Cartajima boys lose their toys

Everything changed this year but it took a sad accident as a catalyst for change. 

Easter 2017 somebody went into the local bar with a pile of rockets in his backpack. For whatever reason they set off, seriously damaging a young woman and other people nearby. The bar was wrecked. 

So this year, just shortly before Easter, when the young (and old) men were gearing up for their usual free-for-all, the mayor send out an order that he was introducing the national law which prohibited pyrotechnics within the town limits and there would be no more in Cartajima.
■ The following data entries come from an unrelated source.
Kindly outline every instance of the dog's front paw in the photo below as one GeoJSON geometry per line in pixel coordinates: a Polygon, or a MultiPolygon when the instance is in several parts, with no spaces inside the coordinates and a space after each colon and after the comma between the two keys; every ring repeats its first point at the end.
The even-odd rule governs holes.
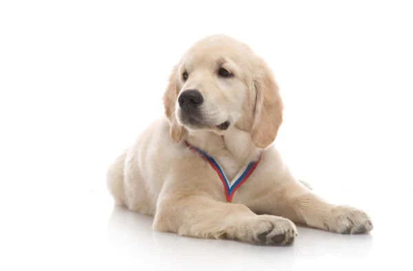
{"type": "Polygon", "coordinates": [[[373,229],[372,219],[364,211],[346,206],[335,206],[324,226],[327,230],[345,235],[367,233],[373,229]]]}
{"type": "Polygon", "coordinates": [[[258,215],[251,219],[248,224],[251,240],[260,244],[290,245],[297,235],[295,225],[290,220],[280,217],[258,215]]]}

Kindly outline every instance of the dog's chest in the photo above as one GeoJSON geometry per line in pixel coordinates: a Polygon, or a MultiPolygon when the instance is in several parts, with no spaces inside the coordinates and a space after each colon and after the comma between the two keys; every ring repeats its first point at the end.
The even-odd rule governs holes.
{"type": "Polygon", "coordinates": [[[228,182],[231,184],[234,178],[239,175],[240,171],[243,166],[242,163],[239,162],[235,159],[224,156],[215,158],[215,160],[220,166],[221,170],[228,180],[228,182]]]}

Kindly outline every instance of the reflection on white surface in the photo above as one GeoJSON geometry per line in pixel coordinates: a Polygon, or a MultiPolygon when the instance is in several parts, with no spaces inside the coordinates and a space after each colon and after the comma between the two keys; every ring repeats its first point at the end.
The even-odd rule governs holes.
{"type": "Polygon", "coordinates": [[[32,235],[30,250],[21,254],[28,261],[18,261],[15,266],[50,270],[301,270],[308,266],[358,270],[392,266],[394,261],[410,264],[403,246],[410,237],[398,236],[391,219],[374,221],[371,234],[363,235],[299,226],[293,246],[271,247],[155,232],[151,216],[114,206],[105,193],[78,194],[76,200],[60,206],[59,212],[43,210],[42,227],[27,226],[36,230],[28,235],[32,235]]]}

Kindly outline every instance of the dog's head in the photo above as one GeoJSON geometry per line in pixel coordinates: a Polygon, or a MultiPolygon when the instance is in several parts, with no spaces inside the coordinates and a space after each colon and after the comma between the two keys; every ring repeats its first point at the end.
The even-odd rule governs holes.
{"type": "Polygon", "coordinates": [[[171,137],[236,127],[265,149],[282,122],[282,101],[273,73],[246,45],[223,35],[207,36],[184,54],[163,97],[171,137]]]}

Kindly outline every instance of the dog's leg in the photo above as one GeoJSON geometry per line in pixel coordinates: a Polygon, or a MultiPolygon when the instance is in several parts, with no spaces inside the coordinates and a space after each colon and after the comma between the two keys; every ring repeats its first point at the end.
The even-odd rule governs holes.
{"type": "Polygon", "coordinates": [[[244,205],[205,195],[168,195],[157,207],[153,228],[158,231],[266,245],[290,244],[297,236],[295,226],[286,218],[257,215],[244,205]]]}
{"type": "Polygon", "coordinates": [[[364,211],[331,204],[295,182],[285,189],[278,206],[284,210],[282,213],[285,217],[333,232],[365,233],[373,228],[370,217],[364,211]]]}
{"type": "Polygon", "coordinates": [[[306,188],[308,188],[308,189],[310,189],[310,190],[313,190],[313,188],[311,187],[311,186],[310,186],[310,184],[308,184],[308,183],[306,183],[306,182],[304,182],[304,181],[302,181],[302,180],[299,180],[298,181],[299,181],[299,182],[301,182],[301,184],[303,184],[303,185],[304,185],[304,186],[306,186],[306,188]]]}

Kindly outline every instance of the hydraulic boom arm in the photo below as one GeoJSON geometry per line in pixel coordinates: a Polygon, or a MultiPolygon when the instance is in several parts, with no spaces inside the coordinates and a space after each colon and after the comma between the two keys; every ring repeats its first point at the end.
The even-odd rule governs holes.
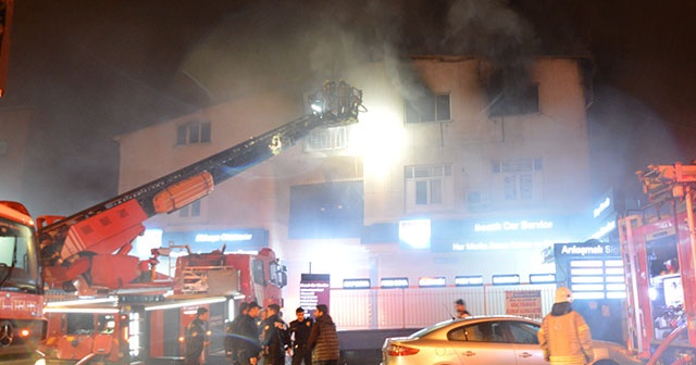
{"type": "Polygon", "coordinates": [[[215,185],[293,147],[314,128],[357,123],[362,91],[344,81],[326,81],[310,102],[312,114],[113,199],[69,217],[39,217],[46,281],[64,289],[73,289],[76,279],[108,289],[147,285],[141,273],[156,264],[157,257],[138,262],[127,255],[133,240],[145,230],[145,219],[207,196],[215,185]],[[134,269],[128,273],[124,267],[134,269]]]}

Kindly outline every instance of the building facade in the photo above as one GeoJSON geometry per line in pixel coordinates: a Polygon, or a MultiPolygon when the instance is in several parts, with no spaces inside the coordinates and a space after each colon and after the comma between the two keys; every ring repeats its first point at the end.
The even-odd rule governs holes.
{"type": "MultiPolygon", "coordinates": [[[[333,287],[554,273],[544,250],[591,234],[583,61],[538,58],[531,83],[515,88],[490,68],[423,56],[409,64],[412,85],[382,63],[346,73],[364,92],[359,124],[314,130],[200,202],[148,221],[160,234],[139,252],[270,246],[288,268],[288,307],[300,302],[302,273],[330,274],[333,287]]],[[[251,95],[119,137],[120,191],[309,112],[310,91],[251,95]]]]}
{"type": "Polygon", "coordinates": [[[0,110],[0,200],[24,202],[29,128],[36,112],[28,108],[0,110]]]}

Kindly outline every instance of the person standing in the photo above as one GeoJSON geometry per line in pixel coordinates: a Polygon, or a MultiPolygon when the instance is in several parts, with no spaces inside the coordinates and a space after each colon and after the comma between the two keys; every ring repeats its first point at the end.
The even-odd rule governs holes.
{"type": "Polygon", "coordinates": [[[551,312],[544,317],[537,333],[544,360],[552,365],[585,365],[594,360],[589,327],[573,311],[572,301],[570,289],[558,288],[551,312]]]}
{"type": "Polygon", "coordinates": [[[293,365],[312,365],[312,351],[307,347],[309,335],[312,331],[312,319],[304,318],[304,310],[300,306],[295,310],[297,319],[290,322],[288,336],[293,337],[293,365]]]}
{"type": "Polygon", "coordinates": [[[257,327],[257,317],[259,316],[259,304],[257,302],[249,303],[247,315],[241,317],[239,322],[237,350],[237,362],[239,365],[256,365],[261,353],[261,343],[259,342],[259,327],[257,327]]]}
{"type": "Polygon", "coordinates": [[[467,302],[463,299],[458,299],[455,302],[455,310],[457,311],[457,319],[471,317],[471,313],[467,311],[467,302]]]}
{"type": "Polygon", "coordinates": [[[186,328],[186,365],[200,365],[200,355],[208,344],[208,310],[199,307],[196,318],[186,328]]]}
{"type": "Polygon", "coordinates": [[[249,312],[249,304],[247,302],[239,303],[237,316],[229,323],[225,336],[225,356],[232,364],[239,364],[237,361],[237,352],[239,351],[239,325],[244,320],[244,317],[249,312]]]}
{"type": "Polygon", "coordinates": [[[279,316],[281,306],[271,304],[266,309],[268,317],[263,322],[261,349],[263,365],[285,365],[285,349],[290,344],[287,326],[279,316]]]}
{"type": "Polygon", "coordinates": [[[316,305],[314,325],[309,335],[308,347],[312,351],[314,365],[337,365],[340,357],[336,324],[328,315],[325,304],[316,305]]]}

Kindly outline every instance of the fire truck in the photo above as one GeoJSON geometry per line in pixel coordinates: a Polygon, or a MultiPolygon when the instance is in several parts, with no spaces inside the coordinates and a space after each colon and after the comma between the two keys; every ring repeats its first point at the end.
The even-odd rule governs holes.
{"type": "Polygon", "coordinates": [[[650,203],[619,221],[627,347],[648,364],[696,364],[696,164],[638,178],[650,203]]]}
{"type": "Polygon", "coordinates": [[[224,247],[208,253],[186,248],[173,278],[156,270],[158,257],[181,247],[154,249],[148,260],[128,253],[147,218],[201,199],[314,128],[357,123],[364,110],[362,91],[343,80],[326,81],[310,97],[310,106],[298,119],[72,216],[37,218],[44,281],[51,293],[62,293],[53,294],[45,310],[48,358],[77,364],[176,362],[198,307],[210,313],[211,353],[222,351],[224,325],[236,303],[282,305],[285,268],[271,249],[239,254],[226,253],[224,247]]]}
{"type": "Polygon", "coordinates": [[[41,364],[44,287],[34,221],[20,203],[0,201],[0,362],[41,364]]]}

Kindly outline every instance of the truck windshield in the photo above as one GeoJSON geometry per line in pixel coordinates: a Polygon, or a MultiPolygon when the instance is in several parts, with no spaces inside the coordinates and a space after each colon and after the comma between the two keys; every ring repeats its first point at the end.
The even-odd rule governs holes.
{"type": "Polygon", "coordinates": [[[0,290],[38,293],[38,277],[32,229],[0,218],[0,290]]]}

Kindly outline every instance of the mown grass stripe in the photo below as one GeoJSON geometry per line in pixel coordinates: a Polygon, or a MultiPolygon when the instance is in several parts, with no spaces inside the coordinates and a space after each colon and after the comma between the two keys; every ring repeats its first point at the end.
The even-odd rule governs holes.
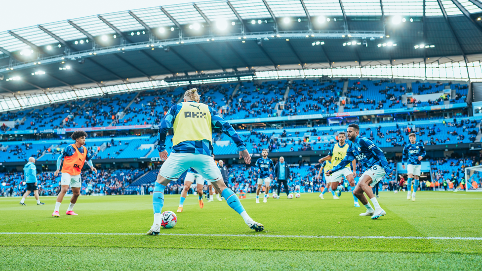
{"type": "MultiPolygon", "coordinates": [[[[56,234],[56,235],[142,235],[146,233],[122,232],[0,232],[0,234],[56,234]]],[[[482,240],[481,237],[443,237],[443,236],[312,236],[283,235],[273,234],[222,234],[201,233],[160,233],[160,235],[186,236],[220,236],[220,237],[264,237],[272,238],[301,238],[321,239],[418,239],[435,240],[482,240]]]]}

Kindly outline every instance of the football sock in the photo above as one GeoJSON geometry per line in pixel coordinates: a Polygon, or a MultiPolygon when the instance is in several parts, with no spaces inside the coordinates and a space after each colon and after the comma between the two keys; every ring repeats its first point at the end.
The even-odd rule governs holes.
{"type": "MultiPolygon", "coordinates": [[[[162,206],[164,206],[164,190],[165,186],[156,182],[154,184],[154,192],[152,194],[152,207],[154,210],[154,214],[161,214],[162,212],[162,206]]],[[[159,223],[154,223],[155,224],[159,223]]]]}
{"type": "Polygon", "coordinates": [[[323,192],[321,192],[321,194],[324,195],[325,193],[328,192],[328,186],[324,187],[324,189],[323,190],[323,192]]]}
{"type": "Polygon", "coordinates": [[[350,187],[350,191],[352,192],[352,194],[353,195],[353,199],[355,200],[355,202],[358,203],[358,198],[357,197],[357,196],[355,195],[355,194],[353,194],[353,191],[355,190],[355,187],[354,186],[350,187]]]}
{"type": "Polygon", "coordinates": [[[370,202],[368,202],[363,206],[365,206],[365,208],[366,208],[366,211],[368,213],[373,213],[375,211],[375,210],[373,210],[373,208],[371,208],[371,205],[370,205],[370,202]]]}
{"type": "Polygon", "coordinates": [[[371,200],[371,203],[373,203],[373,207],[375,207],[375,210],[380,210],[382,207],[380,207],[380,204],[378,204],[378,201],[376,200],[376,197],[373,197],[370,199],[371,200]]]}
{"type": "Polygon", "coordinates": [[[248,223],[248,222],[252,221],[249,216],[247,215],[246,211],[244,211],[244,208],[242,207],[241,201],[240,201],[239,198],[238,198],[236,194],[234,194],[233,191],[229,188],[225,188],[221,193],[221,195],[222,195],[223,197],[226,199],[226,203],[228,203],[229,207],[241,215],[243,219],[244,220],[244,222],[248,223]]]}
{"type": "Polygon", "coordinates": [[[60,208],[60,204],[61,204],[62,202],[59,202],[58,201],[55,202],[55,209],[54,210],[56,212],[59,211],[59,208],[60,208]]]}
{"type": "Polygon", "coordinates": [[[161,226],[161,220],[162,217],[162,215],[161,213],[156,213],[154,214],[154,225],[158,224],[161,226]]]}

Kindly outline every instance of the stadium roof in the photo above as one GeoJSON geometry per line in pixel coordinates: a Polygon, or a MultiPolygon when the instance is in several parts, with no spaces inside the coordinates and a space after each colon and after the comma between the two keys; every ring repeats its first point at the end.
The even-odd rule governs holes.
{"type": "Polygon", "coordinates": [[[479,0],[221,0],[93,15],[0,33],[0,92],[263,66],[467,60],[482,54],[479,15],[479,0]]]}

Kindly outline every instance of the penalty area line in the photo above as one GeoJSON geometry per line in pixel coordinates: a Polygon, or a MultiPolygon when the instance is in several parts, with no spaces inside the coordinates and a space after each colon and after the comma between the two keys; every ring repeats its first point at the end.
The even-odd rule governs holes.
{"type": "MultiPolygon", "coordinates": [[[[146,233],[129,233],[116,232],[0,232],[0,234],[38,234],[38,235],[142,235],[146,233]]],[[[320,239],[414,239],[426,240],[482,240],[481,237],[424,237],[398,236],[315,236],[315,235],[282,235],[273,234],[221,234],[202,233],[159,233],[160,235],[176,236],[207,237],[252,237],[271,238],[299,238],[320,239]]]]}

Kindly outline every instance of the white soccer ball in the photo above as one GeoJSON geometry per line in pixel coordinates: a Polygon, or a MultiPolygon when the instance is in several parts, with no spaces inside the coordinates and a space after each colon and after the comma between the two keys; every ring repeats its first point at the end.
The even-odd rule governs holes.
{"type": "Polygon", "coordinates": [[[162,221],[161,222],[161,226],[164,229],[170,229],[174,228],[177,223],[177,217],[176,214],[170,211],[166,211],[161,215],[162,221]]]}

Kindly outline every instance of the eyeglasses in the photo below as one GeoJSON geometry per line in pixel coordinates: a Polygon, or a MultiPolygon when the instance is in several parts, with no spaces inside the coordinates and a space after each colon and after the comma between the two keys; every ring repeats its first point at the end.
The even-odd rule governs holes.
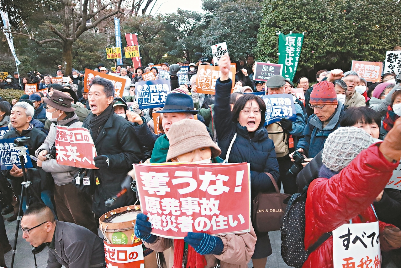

Most of the village heaved a sigh of relief but the males! As an anthropologist once commented - young males are, for good and for bad, the weak link in any culture. They complained and moaned and took themselves off, out of the village to a nearby lookout point where they set up a barbecue, set off their rockets, and sulked.

The preparations for the Easter Sunday ceremony are arduous, requiring foliage to be brought from the countryside, a bower set up for the boy Jesus, a Judas doll prepared, streets lined with branches. This year it was left to a small group of men and women and children. They did splendidly and all in silence and without fear of having a rocket pointed at their feet.

As everybody pointed out: nobody is indispensable. Easter went off without a hitch. It was deliciously quiet except for the Judas doll who was predictably Puigdemont this year who, as tradition demanded, was despatche with a bang!